3 Last Tips in Closing
- You have to follow the advice of someone before you write an email like the one above. Don’t lie. If the person doesn’t give advice on their blog or website, you could send pictures of one of the DIY projects she outlined on her blog that you completed, or tell her that a post that she wrote touched you to do something. For instance, if she wrote about feeling energized after spending a day at the park, you could tell her that you were inspired to spend a day outside playing with your kids.
- If the person doesn’t write you back, don’t write another email telling him that you’re disappointed in him, wished he could take the time to get back to you, or anything else snarky. Just leave it for a couple weeks {but continue to leave thoughtful comments on the person’s blog}, and then try again. At this point, you could pitch a guest post. If you don’t hear back again, move on.
- Link to your website, blog, and twitter at the end of your email, so the person doesn’t have to Google your name if she wants to find you online.
Okay, so with this post you guys officially become the most useful blog in my RSS feed. I wish I’d have found you years ago. Stuff like this is nuanced and kind of difficult – and no one covers it!
So, that’s probably the best compliment I’ve ever gotten! Thanks for that!!! So glad you’ll be following us.
This is awesome!
Im trying to read all your posts right now, I just find the site and I found it so helpfull, thanks a lot!
Hi April,
I just finished reading all your Marketing Guide posts. They are filled with such helpful tips and advice. Thank you so much for sharing your ideas (I took lots of notes)
xoxo Julianne
Hey Julianne,
I’m so glad you got a lot of the marketing posts. Thanks for stopping by to comment!
Hey, April.
You are an absolute legend! This is exactly what I’ve been looking for… I actually just posted a question regarding this very matter at The Creative Empire. Of all the things that I’ve mastered in my business the “relationship building” thing has been the hardest to develop.

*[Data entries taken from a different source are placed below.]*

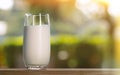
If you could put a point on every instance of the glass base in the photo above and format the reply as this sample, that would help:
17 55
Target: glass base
35 67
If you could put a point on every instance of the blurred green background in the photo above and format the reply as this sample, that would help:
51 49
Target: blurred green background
84 33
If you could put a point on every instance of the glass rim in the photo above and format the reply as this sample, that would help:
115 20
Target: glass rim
40 14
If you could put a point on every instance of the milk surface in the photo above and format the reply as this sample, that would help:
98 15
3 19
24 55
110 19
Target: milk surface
37 44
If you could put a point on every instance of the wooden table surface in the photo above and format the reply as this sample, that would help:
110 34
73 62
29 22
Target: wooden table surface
55 71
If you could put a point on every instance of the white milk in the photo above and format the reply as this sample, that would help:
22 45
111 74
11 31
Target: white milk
37 45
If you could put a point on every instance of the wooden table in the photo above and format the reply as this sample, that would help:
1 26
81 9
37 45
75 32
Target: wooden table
55 71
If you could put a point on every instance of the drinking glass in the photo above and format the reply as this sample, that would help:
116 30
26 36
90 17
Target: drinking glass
36 41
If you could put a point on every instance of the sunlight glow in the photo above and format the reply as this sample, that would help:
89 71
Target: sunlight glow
114 8
6 4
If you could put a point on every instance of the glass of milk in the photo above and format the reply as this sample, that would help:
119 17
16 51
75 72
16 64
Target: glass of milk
36 43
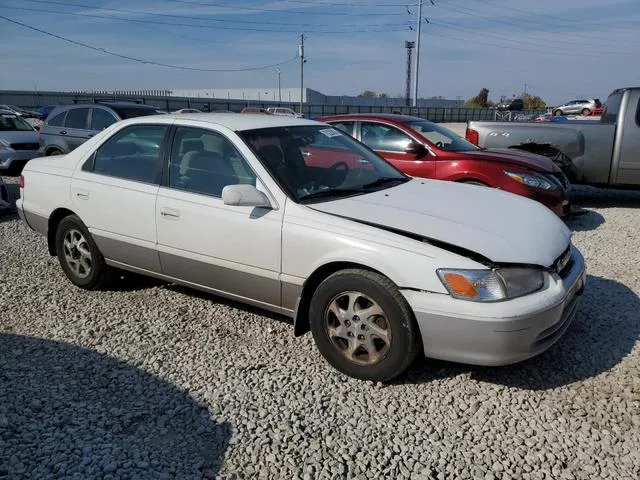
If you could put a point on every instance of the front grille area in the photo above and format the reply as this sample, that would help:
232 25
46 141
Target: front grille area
562 179
25 146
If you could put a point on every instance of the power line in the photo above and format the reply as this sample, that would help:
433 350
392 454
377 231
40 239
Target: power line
507 21
199 18
277 10
148 62
444 24
142 24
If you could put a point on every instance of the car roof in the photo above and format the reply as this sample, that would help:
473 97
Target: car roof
393 117
232 121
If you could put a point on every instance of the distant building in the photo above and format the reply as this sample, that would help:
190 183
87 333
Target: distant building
310 96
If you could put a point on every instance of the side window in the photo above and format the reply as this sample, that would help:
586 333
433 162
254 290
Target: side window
101 119
58 120
384 137
346 127
132 154
205 162
77 118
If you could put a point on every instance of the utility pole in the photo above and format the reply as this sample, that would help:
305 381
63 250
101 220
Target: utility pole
302 60
415 81
279 90
409 46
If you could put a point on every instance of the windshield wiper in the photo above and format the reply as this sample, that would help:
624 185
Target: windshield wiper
333 192
384 180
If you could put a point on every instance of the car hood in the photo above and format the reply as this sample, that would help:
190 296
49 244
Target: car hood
500 226
19 137
513 156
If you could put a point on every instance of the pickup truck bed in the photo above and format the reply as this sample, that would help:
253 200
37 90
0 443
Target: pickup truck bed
589 152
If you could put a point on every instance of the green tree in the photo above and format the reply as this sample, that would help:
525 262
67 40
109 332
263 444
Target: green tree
479 101
532 102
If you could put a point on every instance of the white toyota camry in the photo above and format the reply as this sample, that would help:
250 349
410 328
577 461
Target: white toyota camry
296 217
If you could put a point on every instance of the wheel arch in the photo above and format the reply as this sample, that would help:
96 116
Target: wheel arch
301 316
54 220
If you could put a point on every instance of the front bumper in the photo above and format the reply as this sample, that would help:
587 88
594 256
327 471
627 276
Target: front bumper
499 333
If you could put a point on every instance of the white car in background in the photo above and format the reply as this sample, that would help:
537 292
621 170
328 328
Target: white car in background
296 217
287 112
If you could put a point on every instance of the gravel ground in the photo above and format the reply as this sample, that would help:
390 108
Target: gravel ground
150 380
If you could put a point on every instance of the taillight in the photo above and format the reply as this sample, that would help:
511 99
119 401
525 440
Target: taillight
472 136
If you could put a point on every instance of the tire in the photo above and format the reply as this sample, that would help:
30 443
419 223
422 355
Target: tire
388 342
79 257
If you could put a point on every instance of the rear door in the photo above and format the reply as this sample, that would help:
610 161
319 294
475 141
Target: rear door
390 142
76 129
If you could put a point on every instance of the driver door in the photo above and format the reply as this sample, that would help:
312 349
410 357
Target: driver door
390 143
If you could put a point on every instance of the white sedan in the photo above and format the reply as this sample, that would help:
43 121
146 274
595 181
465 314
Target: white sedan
295 217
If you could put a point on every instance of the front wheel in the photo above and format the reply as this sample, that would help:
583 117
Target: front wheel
363 326
79 257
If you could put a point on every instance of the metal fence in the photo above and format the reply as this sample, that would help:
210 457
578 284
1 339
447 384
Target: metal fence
34 99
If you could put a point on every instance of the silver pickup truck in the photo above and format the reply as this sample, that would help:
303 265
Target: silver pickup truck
604 152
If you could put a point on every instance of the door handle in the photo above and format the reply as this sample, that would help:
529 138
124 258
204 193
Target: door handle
170 213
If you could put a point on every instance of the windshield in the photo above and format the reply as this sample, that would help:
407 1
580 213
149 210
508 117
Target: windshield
13 123
318 163
441 137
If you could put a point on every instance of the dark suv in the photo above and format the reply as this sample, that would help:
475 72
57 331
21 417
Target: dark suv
69 126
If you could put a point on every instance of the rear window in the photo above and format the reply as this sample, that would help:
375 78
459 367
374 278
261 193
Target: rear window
57 121
611 108
132 112
77 118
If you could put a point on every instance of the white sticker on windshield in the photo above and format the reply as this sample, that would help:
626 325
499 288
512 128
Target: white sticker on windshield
330 132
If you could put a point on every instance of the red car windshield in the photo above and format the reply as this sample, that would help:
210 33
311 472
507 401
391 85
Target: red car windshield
441 137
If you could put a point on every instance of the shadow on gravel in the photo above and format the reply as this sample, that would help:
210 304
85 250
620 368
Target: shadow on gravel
68 411
604 332
585 221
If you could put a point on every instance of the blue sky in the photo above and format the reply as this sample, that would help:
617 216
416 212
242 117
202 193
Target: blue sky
560 48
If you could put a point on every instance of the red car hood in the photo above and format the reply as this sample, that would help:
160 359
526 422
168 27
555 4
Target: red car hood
512 156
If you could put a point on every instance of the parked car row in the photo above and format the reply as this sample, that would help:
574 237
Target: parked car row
602 152
300 218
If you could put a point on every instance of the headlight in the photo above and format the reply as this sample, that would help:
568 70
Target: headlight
533 180
491 285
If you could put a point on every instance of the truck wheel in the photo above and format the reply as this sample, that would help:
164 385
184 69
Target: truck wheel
79 257
363 326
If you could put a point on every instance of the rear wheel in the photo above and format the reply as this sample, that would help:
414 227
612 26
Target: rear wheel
79 257
363 326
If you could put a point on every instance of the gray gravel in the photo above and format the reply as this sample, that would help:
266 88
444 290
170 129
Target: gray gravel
153 381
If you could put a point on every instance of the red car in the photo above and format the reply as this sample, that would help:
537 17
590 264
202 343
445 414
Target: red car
425 149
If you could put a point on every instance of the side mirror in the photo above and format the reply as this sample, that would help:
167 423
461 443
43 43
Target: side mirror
416 148
244 195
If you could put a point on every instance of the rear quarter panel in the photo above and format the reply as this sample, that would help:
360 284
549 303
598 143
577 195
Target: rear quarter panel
588 144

To have a blow-by-blow mini-guide laid out is invaluable.
Thank you.
Ming-Zhu.
Thanks for the info April! It seems like there’s a fine line between confident and cocky, and sometimes it can be tricky to not cross it.
Hi April,
My daughter directed me to your blog and I am so thrilled to find you. This is the exact right advice I need as I start a blog.
Another fabulous article! I really appreciate the three tips(don’t ask for something, don’t offer something, and don’t appear to be lacking confidence) that you offered. In Psychology, we call this the “foot in the door” phenomenon. It’s approaching someone modestly and befriending them BEFORE reaching out and asking something of that person i.e. to check out your blog post.
Applying Psychology to Business Development is crucial I feel because conducting business is all about how you make people feel and the relationships you build with others. Thanks for this!